Dalam dunia hukum dan peradilan, sering kali kita melihat adanya upaya untuk membangun skenario, merekayasa bahkan tipu muslihat untuk memenangkan sebuah perkara, padahal segala skenario rekayasa maupuntipu muslihat, tentu tiada berguna, hal ini sesuai dengan janji Allah dalam surat al Iisra 81 yang berbunyi: Wa qul jaa al haqqu wa zahaqol baathilu, innal baathila kaana zahuuqaa. (Yang benar telah datang, yang batil telah lenyap. Sesungguhnya yang bathil itu adalah sesuatu yang pasti lenyap).
Untuk itu, dalam memperjuangkan keadilan harus ditempuh dengan cara-cara yang baik, sesuai dengan nilai-nilai kebenaran yang diperjuangkan. Pada hekekatnya dalam setiap agama apa pun prinsip dan nilai kebenaran harus selalu menjadi pegangan.
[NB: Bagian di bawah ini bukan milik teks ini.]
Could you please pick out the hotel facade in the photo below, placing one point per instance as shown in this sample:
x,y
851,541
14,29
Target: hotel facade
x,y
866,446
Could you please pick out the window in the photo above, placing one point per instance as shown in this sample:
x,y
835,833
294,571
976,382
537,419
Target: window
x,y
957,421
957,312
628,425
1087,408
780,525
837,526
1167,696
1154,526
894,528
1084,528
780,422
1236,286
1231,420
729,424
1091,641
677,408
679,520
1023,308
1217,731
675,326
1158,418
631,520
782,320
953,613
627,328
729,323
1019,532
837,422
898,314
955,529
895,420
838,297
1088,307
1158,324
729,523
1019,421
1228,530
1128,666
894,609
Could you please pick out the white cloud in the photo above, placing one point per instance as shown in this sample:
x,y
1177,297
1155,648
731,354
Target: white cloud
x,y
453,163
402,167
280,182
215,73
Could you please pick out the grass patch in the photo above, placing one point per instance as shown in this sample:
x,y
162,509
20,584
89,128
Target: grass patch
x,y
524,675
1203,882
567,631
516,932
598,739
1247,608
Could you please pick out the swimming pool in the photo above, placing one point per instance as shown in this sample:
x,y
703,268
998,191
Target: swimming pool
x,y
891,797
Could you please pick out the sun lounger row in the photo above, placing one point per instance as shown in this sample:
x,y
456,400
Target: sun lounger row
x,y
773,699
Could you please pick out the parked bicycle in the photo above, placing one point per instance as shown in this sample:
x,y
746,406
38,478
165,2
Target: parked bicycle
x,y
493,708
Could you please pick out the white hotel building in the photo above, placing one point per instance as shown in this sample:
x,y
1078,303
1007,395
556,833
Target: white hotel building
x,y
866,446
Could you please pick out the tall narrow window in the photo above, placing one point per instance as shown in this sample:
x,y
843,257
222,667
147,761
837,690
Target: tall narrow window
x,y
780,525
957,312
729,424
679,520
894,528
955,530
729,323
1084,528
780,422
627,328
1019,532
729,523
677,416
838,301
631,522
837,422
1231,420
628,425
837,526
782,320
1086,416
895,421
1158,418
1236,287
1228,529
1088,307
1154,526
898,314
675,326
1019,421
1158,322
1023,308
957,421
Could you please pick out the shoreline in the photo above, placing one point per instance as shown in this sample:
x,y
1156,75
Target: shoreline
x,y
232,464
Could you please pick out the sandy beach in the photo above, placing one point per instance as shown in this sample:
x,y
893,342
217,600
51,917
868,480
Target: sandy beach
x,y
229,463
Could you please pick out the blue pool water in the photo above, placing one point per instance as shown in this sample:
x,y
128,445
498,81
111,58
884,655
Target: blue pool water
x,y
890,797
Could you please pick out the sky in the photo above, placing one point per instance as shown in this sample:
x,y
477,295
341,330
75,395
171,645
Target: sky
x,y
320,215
Memang memperjuangkan nilai-nilai kebenaran bukanlah suatu hal yang mudah, bukan hanya prosesnya yang tidak mudah, namun memperjuangkannya pun memiliki risiko yang berat. Sejarah telah menceritakan kepada kita tentang filosof Yunani bernama Socrates yang rela dihukum mati karena memperjuangkan nilai-nilai kebenaran yang diyakininya, meski saat ini apa yang dikemukakan Socrates tersebut jelas keberannya. Namun disisi lain, ia rela mematuhi hukuman pada masa itu dan menerima hukuman mati dengan cara meminum racun, karena ajarannya yang dianggap bertentangan dengan nilai-nilai hidup pada masanya.
Jabatan hakim dalam konsep Islam sering disebut sebagai qodhi, yaitu sesorang yang memiliki tanggungjawab dalam menjelaskan hukum Allah swt pada hambaNya. Dalam konsep hukum Islam jabatan hakim bukan jabatan yang ditujukan bagi orang atau kelompok yang menghendaki atau meminta. Jabatan tersebut ditujukan kepada orang yang memenuhi syarat dan kualifikasi tertentu, mengingat beban amanat maupun risiko yang harus ditanggungnya.
Jabatan hakim tak layak diisi oleh orang yang memiliki ambisi mengejar jabatan. Karena orang yang mengejar kedudukan dan jabatan memiliki kenderungan mengabaikan hak orang lain, tidak amanah, bahkan tidak tertutup kemungkinan berbuat khianat. Bahkan jika hakim dituju dengan ambisi, mengejar jabatan, maka, dikhawatirkan ia jauh dari hidayat dan taufiq Allah swt.
Ketika seorang sahabat menghadap Rasulullah untuk meminta sebuah jabatan, Rasulullah menolaknya dan, mengangkat sahabat lainnya untuk menduduki jabatan tersebut. Rasulullah saw bersabda: Demi Allah, sungguh kami tidak akan menguasakan tugas ini, termasuk hakim kepada orang yang memintanya, atau orang yang berambisi menjabatnya. (HR Bukhori-Muslim)
Jabatan itu pada hakekatnya adalah milik Allah. Sesuai dengan firman Allah dalam surat Ali Imron 26: Qulillahumma maalikal mulki tu’tiil mulka man tasyaa-u watanzi’ul mulka mimman tasyaa-u watu’izzu man tasyaa-u watudzillu man tasyaa-u biyadikal khairu.